Periodically running python programsKiran Koduru • Apr 23, 2018 • 8 minutes to read
When I learned to program, one of the things I wanted to do was run tasks, jobs, functions, programs etc. on a periodic basis. On my journey with python I learned that there are multiple techniques to accomplish this. I learned that I could run a program in the background in the command line or run it as a cron. There are also a combination of python packages that are available which can be useful in running background tasks. I will try to walk to some of them during this post. Forewarning, this is a long post so if you would like to put a pin in it and comeback later, I totally understand. I will try and break in down in multiple posts so it’s easier to come back to. For beginners to python and Unix I would recommend reading the whole series in order to get an idea of working with periodic tasks in python or Unix environments.
Before we begin, have you ever wondered, after you have done writing a program, how would you go about trying to run the program periodically?

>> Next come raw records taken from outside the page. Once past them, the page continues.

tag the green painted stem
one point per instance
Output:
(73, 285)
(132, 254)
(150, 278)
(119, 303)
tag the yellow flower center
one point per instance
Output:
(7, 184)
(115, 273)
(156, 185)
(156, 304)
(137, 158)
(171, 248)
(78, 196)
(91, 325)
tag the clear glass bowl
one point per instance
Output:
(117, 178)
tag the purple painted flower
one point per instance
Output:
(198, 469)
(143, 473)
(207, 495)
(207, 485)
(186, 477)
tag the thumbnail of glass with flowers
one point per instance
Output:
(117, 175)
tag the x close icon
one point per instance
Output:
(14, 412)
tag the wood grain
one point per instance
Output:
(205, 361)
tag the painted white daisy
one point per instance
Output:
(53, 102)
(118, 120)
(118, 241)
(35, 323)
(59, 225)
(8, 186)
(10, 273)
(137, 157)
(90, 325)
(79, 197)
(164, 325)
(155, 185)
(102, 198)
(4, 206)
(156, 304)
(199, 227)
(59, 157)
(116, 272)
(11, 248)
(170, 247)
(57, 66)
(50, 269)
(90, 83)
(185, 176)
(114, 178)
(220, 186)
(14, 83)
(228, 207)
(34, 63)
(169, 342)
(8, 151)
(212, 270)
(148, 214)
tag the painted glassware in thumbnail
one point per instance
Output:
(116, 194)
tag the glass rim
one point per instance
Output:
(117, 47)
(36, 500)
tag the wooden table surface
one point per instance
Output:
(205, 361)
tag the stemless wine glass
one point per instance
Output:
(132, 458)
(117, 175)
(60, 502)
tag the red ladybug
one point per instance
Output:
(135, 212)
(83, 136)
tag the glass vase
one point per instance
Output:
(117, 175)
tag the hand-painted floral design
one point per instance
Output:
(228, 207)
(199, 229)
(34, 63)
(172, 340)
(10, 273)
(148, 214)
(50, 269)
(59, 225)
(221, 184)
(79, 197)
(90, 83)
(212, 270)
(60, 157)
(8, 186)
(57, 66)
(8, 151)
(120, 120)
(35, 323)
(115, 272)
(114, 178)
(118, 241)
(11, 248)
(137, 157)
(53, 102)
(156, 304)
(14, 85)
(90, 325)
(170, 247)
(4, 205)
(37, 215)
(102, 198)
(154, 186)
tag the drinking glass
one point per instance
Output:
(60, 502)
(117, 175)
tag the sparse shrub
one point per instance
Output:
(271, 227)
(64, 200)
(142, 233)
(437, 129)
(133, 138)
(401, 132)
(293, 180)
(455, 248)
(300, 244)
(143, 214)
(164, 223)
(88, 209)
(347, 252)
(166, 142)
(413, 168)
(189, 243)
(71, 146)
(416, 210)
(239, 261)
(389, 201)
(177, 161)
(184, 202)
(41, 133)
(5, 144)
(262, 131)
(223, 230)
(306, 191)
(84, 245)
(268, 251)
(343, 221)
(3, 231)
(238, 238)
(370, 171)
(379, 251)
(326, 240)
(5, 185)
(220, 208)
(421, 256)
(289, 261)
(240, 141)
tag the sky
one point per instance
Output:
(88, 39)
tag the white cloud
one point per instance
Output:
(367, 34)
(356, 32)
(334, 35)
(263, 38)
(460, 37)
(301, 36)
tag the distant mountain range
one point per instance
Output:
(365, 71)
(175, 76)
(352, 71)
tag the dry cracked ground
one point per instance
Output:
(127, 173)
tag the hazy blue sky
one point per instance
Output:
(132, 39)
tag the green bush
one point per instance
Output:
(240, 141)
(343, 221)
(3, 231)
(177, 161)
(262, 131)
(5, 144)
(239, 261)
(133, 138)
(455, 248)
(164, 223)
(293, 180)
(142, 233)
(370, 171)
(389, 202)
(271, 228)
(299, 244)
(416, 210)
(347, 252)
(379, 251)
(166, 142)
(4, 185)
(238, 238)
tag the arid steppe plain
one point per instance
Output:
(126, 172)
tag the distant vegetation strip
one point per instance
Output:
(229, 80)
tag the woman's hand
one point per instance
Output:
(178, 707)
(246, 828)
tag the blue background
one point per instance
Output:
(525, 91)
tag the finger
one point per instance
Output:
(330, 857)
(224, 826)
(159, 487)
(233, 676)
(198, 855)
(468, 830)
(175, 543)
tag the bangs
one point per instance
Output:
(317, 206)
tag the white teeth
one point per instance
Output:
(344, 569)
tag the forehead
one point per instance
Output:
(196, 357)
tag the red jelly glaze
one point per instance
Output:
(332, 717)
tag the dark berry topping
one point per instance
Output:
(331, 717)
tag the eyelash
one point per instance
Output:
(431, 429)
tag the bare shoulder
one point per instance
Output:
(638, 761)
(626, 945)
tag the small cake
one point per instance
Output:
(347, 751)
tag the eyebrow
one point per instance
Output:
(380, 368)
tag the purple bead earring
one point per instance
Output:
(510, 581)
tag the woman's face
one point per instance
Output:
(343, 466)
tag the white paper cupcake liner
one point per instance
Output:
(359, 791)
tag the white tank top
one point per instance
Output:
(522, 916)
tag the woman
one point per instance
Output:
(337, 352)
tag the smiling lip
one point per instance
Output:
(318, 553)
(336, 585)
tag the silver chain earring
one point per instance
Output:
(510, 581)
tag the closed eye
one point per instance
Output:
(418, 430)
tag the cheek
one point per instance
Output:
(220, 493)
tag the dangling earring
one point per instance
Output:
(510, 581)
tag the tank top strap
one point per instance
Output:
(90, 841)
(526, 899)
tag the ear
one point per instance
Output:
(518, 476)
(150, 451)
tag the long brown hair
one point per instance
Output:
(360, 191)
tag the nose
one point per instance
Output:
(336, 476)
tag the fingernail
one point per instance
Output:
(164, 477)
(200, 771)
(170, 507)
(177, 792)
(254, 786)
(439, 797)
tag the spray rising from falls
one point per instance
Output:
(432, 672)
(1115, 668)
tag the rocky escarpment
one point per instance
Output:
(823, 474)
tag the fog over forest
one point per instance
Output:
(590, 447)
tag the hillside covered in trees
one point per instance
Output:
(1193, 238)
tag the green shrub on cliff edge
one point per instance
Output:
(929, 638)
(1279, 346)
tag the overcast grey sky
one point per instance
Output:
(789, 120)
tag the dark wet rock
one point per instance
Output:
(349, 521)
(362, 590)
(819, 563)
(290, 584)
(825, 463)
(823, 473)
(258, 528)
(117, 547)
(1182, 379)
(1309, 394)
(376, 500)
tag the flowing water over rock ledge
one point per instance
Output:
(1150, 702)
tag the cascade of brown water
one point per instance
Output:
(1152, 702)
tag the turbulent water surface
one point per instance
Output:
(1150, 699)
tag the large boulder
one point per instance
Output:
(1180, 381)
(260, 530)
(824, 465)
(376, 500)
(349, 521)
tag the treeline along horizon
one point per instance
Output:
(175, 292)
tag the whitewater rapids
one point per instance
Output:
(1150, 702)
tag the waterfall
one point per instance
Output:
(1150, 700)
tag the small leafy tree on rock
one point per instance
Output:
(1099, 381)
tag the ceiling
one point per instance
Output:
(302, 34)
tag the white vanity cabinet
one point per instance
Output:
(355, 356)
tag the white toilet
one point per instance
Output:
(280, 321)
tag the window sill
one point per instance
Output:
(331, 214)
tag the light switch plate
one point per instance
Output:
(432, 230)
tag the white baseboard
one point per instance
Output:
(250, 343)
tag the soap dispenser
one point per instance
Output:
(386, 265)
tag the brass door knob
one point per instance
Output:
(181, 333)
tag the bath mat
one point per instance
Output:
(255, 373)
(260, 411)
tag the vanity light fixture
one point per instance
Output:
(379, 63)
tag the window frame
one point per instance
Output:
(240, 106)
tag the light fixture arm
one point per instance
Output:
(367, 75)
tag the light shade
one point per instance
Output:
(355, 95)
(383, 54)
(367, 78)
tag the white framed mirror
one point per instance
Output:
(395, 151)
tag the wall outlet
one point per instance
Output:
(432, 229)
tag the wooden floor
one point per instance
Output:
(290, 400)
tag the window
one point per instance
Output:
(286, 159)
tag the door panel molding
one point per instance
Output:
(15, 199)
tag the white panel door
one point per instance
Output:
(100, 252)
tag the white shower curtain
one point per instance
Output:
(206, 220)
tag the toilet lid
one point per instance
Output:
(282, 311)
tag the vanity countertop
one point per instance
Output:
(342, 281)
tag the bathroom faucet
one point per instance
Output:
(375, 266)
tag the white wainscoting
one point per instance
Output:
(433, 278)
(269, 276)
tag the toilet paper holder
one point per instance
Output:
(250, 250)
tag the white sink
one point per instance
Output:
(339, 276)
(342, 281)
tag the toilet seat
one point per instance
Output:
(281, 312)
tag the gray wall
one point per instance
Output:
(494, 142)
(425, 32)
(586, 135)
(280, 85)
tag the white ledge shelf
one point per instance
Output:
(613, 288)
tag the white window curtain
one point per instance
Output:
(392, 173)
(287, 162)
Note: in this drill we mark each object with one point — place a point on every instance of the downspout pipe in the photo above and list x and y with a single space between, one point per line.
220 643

In my earlier days when I started to program, I was excited I wrote a program that worked but, I wanted to run it at regular intervals. One such program I wrote was scraping data from multiple websites. I wondered, how could I scrape information periodically in-order to have the freshest data always. I’ll try and explain in a series of posts how would you go about setting up running a basic cron to a bit of advanced workflows used in python that simulate periodic tasks via celery. So I hope this helps you in some ways.
I need to start with a program. Something that can be run as background task. My side project needed emails to be sent out periodically, so what better way than automating the schedule for the emails to be sent.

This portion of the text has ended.